Le sociologue Alain Vulbeau a commencé par un constat. Auparavant, c’était le jeune qui parlait qui posait problème, aujourd’hui, c’est celui qui ne dit rien ! Les adultes sont déstabilisés par le nouveau mode d’éducation qui s’est imposé au cours des années et qui est axé essentiellement sur l’écoute et les échanges. Faut-il revenir à l’autorité et à un cadre structurant ? Alain Vulbeau préconise tout au contraire de valoriser les espaces intermédiaires hors institutions qui peuvent jouer un rôle non négligeable pour permettre aux jeunes de trouver leur place face au monde adulte. Claude Maréchal, proviseur du lycée d’Epernay, s’inscrit quant à lui dans un optimisme militant. Face à la situation parfois compliquée dans laquelle se trouvent nombre de jeunes, il y a des marges de manoeuvre et même un espace de liberté possibles. A condition toutefois, de ne pas demander à l’Ecole de régler tous les problèmes de la société. L’Ecole doit s’engager aux côtés des familles co-éducatrices et des autres institutions dans une logique co-partenariale. Stanislaw Tomkiewicz, dans son style inimitable a rappelé les trois étapes successives que suit chaque institution: l’idéalisme révolutionnaire qui préside à sa naissance, la bureaucratie qui la guette quand elle n’a plus comme objectif que sa propre survie et enfin la décadence qui marque sa fin de parcours. Selon la période de son existence, l’institution est d’autant mieux ou moins bien placée pour réagir face à une jeunesse en pleine effervescence. Elle aura dès lors tendance à renvoyer vers cette dernière ses propres angoisses, alors même que celle-ci garde de tout temps la même turbulence non-conventionnelle (qui constitue d’ailleurs pour la société un signe de bonne santé).

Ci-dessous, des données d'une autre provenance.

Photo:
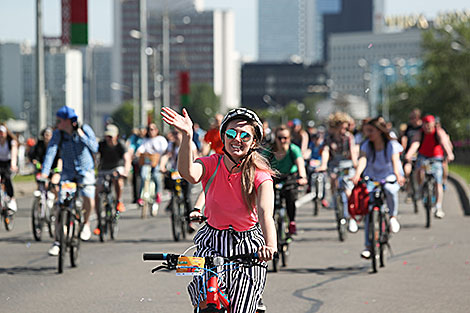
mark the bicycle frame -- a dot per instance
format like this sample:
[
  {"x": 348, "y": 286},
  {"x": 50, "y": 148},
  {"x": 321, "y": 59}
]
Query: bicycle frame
[{"x": 216, "y": 299}]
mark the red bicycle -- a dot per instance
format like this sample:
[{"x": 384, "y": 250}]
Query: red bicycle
[{"x": 216, "y": 300}]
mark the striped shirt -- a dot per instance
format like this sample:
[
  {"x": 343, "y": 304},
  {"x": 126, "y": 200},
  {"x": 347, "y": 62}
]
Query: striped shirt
[{"x": 76, "y": 152}]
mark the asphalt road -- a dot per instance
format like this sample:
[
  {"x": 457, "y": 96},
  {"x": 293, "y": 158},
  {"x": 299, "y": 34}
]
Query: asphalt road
[{"x": 429, "y": 270}]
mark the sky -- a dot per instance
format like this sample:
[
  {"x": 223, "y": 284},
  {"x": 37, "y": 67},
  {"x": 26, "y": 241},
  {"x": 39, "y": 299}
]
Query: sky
[{"x": 17, "y": 18}]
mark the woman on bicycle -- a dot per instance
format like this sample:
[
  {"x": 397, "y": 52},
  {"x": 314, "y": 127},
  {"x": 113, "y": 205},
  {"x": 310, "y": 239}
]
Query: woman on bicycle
[
  {"x": 8, "y": 163},
  {"x": 380, "y": 160},
  {"x": 286, "y": 157},
  {"x": 152, "y": 147},
  {"x": 239, "y": 202}
]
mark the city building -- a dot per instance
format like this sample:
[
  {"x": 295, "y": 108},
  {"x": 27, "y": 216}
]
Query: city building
[
  {"x": 201, "y": 43},
  {"x": 63, "y": 84},
  {"x": 365, "y": 63},
  {"x": 11, "y": 78},
  {"x": 267, "y": 85}
]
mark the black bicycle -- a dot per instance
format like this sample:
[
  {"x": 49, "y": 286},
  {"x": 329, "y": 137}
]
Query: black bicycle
[
  {"x": 70, "y": 223},
  {"x": 429, "y": 188},
  {"x": 217, "y": 301},
  {"x": 7, "y": 215},
  {"x": 340, "y": 197},
  {"x": 281, "y": 220},
  {"x": 106, "y": 206},
  {"x": 378, "y": 223},
  {"x": 42, "y": 211},
  {"x": 178, "y": 204}
]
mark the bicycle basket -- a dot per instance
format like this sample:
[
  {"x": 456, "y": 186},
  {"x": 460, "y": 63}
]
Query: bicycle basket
[{"x": 358, "y": 202}]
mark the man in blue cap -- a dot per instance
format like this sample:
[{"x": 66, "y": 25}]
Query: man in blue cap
[{"x": 77, "y": 146}]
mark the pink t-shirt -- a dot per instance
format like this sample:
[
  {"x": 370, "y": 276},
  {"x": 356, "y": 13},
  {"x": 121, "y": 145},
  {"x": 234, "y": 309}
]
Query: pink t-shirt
[{"x": 224, "y": 200}]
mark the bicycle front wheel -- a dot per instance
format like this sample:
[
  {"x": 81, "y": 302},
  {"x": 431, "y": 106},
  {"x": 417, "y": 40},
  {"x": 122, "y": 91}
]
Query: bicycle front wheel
[
  {"x": 75, "y": 227},
  {"x": 62, "y": 245},
  {"x": 176, "y": 215},
  {"x": 36, "y": 219}
]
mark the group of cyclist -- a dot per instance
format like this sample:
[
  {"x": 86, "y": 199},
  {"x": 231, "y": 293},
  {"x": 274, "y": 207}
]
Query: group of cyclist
[{"x": 238, "y": 164}]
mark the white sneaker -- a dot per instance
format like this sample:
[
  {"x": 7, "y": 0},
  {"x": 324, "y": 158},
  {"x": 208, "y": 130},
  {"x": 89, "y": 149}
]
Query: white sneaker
[
  {"x": 54, "y": 250},
  {"x": 394, "y": 225},
  {"x": 85, "y": 235},
  {"x": 439, "y": 213},
  {"x": 352, "y": 227},
  {"x": 12, "y": 205},
  {"x": 365, "y": 254}
]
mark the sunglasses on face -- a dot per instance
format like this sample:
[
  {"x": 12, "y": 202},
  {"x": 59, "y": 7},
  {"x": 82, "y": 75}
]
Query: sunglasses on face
[{"x": 232, "y": 134}]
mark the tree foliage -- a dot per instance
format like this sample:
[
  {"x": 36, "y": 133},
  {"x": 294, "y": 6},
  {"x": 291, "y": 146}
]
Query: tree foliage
[{"x": 443, "y": 86}]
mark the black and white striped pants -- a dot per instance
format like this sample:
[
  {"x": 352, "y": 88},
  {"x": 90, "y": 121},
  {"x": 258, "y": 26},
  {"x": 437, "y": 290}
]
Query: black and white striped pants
[{"x": 244, "y": 286}]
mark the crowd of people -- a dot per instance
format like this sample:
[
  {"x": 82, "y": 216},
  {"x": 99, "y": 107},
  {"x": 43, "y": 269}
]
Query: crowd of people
[{"x": 237, "y": 160}]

Sollicité à son tour, le groupe d’ados tomba à bras raccourci sur le proviseur: normal, ils ont tant à dire sur l’Ecole qu’ils considèrent comme un lieu pas si épanouissant que cela. Certes, ce proviseur semble un éducateur qui manie avec dextérité la négociation et la démocratie au sein de son établissement. Peu importe ! Du moment qu’on en a un sous la main, il paiera pour les autres ! Cours ennuyeux, internat ressemblant à une prison absence de dialogue, incompréhension à l’égard des jeunes ... l’institution scolaire prit une volée de bois vert.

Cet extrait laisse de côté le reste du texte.